You can find more details about it on ABC7 News (access here).
Firefighters and airport officials say this is a first. An apparent malfunction caused a massive spill of foam that is used to fight fires. The spill was so massive that it blocked a street behind the San Jose International Airport.
One witness said, “It looks like a huge foam party gone bad.” At one point the foam was at least ten feet high, oozing out of the building.
It looked so fun to one man that he got lost in it after asking police for permission to ride his bike through it. “It just feels like soap,” he said. Yeah it just feels like soap. Kind of smells like it too.”
He wasn’t entirely wrong, there is one difference: this foam is for putting out fires and it’s made to coat the surface of liquids like gasoline.

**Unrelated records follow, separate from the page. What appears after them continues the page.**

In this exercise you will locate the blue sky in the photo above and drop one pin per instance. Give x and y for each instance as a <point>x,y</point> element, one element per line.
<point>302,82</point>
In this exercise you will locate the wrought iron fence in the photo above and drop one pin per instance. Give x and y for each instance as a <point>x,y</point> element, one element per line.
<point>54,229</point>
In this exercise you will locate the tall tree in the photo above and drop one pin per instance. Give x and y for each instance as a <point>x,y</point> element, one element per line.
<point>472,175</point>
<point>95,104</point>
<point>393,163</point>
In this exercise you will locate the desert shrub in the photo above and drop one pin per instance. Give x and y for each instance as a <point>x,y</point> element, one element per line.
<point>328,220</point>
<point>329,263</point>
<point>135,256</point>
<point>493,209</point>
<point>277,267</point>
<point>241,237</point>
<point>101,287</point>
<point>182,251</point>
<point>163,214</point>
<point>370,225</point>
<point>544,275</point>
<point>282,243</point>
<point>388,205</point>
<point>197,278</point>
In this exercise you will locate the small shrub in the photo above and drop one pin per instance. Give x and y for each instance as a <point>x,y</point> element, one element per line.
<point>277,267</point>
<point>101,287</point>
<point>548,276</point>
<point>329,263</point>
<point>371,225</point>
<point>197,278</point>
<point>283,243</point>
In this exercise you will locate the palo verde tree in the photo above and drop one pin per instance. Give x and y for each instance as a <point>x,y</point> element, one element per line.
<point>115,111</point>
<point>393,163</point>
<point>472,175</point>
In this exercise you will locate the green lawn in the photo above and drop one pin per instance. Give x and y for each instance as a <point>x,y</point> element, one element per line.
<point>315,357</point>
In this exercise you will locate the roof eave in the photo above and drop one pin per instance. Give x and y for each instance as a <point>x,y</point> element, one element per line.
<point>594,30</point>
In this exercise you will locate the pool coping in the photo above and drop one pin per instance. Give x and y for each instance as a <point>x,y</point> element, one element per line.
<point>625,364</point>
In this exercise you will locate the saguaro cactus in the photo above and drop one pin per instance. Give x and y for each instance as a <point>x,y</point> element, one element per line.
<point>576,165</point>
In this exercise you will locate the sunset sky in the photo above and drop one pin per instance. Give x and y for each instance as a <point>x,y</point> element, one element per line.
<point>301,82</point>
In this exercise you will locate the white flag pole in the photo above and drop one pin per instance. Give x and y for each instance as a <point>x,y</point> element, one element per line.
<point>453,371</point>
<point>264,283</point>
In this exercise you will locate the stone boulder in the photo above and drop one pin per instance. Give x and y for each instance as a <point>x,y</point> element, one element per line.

Even though it might look tempting to throw yourself into a bunch of foam like this gentleman did you might want to think twice about doing it. This isn’t a regular, harmless substance!
Officials warned against getting the substance near your eyes, as it can cause irritation so they encouraged people to not go near the foam.
The spill enveloped an entire city block, oozing out of the San Jose airport’s newest private jet hangar. It was finished a year ago, just in time to host the teams that played in the Super Bowl.
A spokesperson for the company that runs it says no one was hurt when the fire suppression system suddenly activated, filling the empty space and street outside with foam. Now that company is responsible for the cleanup.
Cleaning this mess up will likely be a costly mess and takes some time. I doubt it’s feasible to wait until this eventually dissolves and even if it does there will likely be some residue that needs to be removed. The inside of the hangar… well I don’t want to think about it.
This was just a harmless malfunction which resulted nevertheless in substantial damage and required much effort for the cleanup in the aftermath of the event.
It’s interesting to see though how these facilities are equipped and that the fire prevention system can even produce that much firefighting foam.